I have had a lot the think about following the tragedy at my Alma Mater. My biology department was small; so it was inevitable that I knew everyone who died, the injured, and the shooter herself. I am grief-ridden, and I do not how to mend all that has been broken both inside of me and at my school. Yet, unbelievably, in the face of this immense tragedy, I have learned a value lesson about the futility of second-guessing.
I struggled with anorexia when I attended UAH, so I was not able to make my experience as full as I might have wanted. I did not take a lot of the classes I wanted because my maximum workload capacity was diminished due to overwhelming fatigue from starving. I did not work in one of the biology labs at UAH.
I am so glad I didn't.
Up until Friday's shooting, I have hated myself for decisions I made in school. Now, I see that every decision I made was self-preserving in the long term. I almost worked in a killer's lab. I could have worked in the labs of any one of the people who lost their lives and been even closer to the biology department.

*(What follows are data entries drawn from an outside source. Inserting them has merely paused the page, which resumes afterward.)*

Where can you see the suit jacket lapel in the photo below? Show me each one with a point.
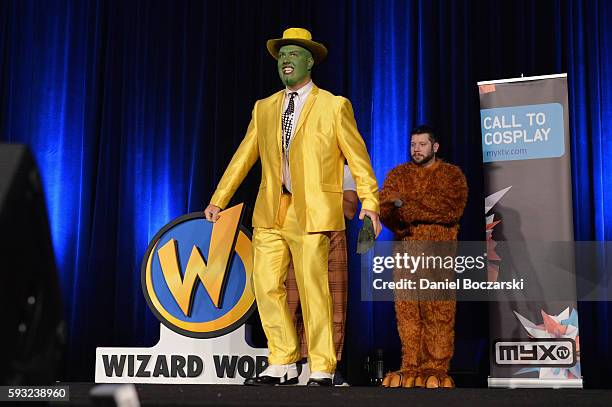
(278, 118)
(309, 102)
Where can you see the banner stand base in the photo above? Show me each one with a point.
(516, 383)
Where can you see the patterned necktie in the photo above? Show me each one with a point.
(287, 122)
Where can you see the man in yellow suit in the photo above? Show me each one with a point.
(302, 135)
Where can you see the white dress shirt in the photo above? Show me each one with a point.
(298, 103)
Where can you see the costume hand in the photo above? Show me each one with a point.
(212, 213)
(375, 220)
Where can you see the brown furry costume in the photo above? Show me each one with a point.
(433, 201)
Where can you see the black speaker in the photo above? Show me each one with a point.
(33, 332)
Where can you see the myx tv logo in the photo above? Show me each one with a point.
(552, 352)
(197, 275)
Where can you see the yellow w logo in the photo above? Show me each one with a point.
(212, 275)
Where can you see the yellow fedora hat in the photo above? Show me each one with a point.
(301, 37)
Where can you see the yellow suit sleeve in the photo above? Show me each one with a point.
(354, 150)
(245, 156)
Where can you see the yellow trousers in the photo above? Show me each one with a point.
(273, 249)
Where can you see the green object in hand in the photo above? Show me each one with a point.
(365, 240)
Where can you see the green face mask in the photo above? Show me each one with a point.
(294, 65)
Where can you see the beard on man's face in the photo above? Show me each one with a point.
(421, 158)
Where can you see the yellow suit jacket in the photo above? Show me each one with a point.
(325, 134)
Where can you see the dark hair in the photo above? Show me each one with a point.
(425, 129)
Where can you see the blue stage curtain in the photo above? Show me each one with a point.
(134, 108)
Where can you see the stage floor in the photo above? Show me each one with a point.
(228, 395)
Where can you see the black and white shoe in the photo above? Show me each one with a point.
(339, 381)
(320, 379)
(275, 375)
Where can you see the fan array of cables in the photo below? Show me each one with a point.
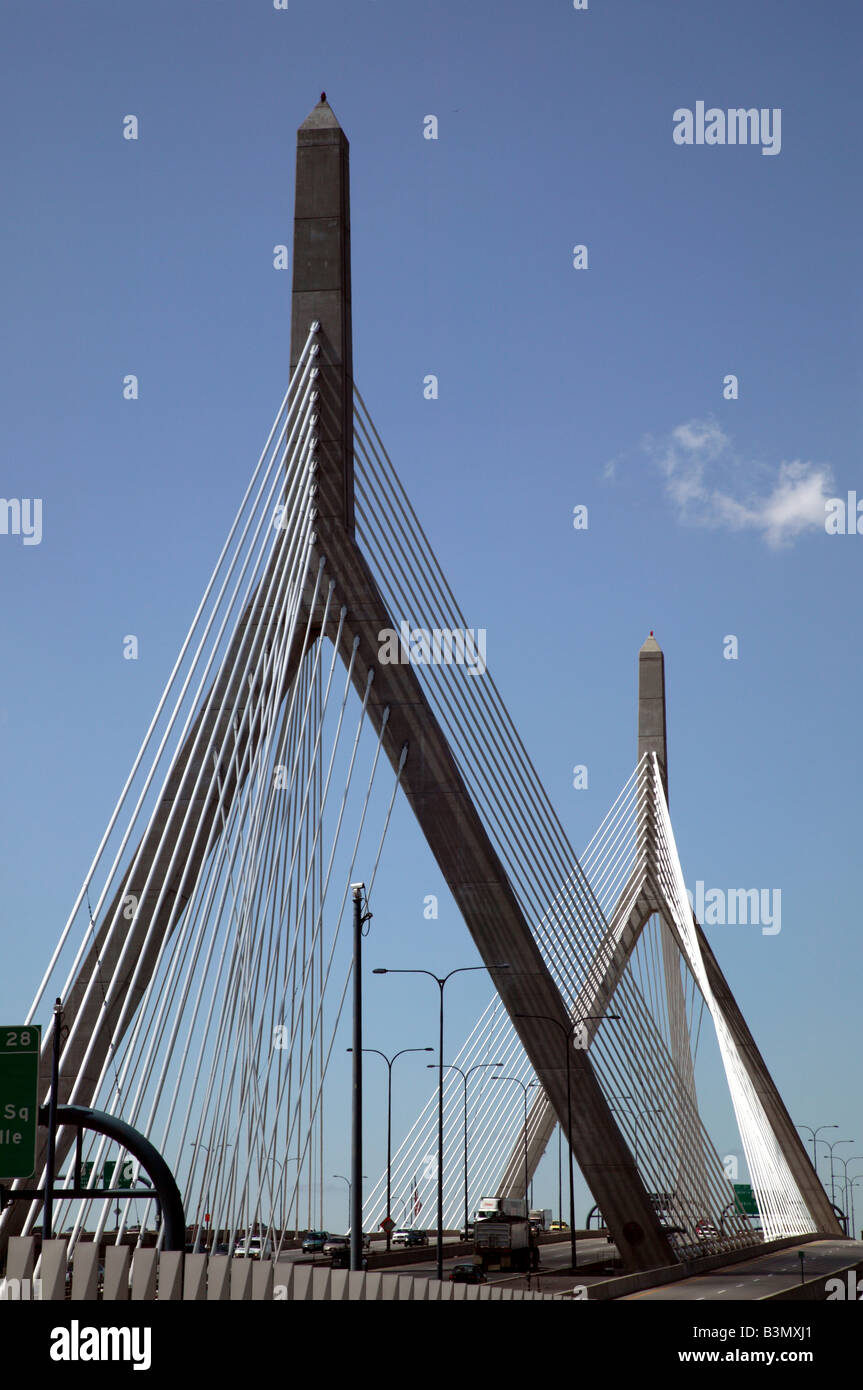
(644, 1058)
(203, 968)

I have also regretted graduating in the winter instead of the spring, as I have found myself in a lull before going to graduate school this fall. I could still be attending UAH, and I could easily have found myself forced to reenter the Shelby Center in the aftermath of what happened there.
The point I am really trying to make is that it never does any good to question whether or not you made the "right decision" in the past. I thought for a while that I had made a lot of bad decisions, but now they all seem right. You just never know.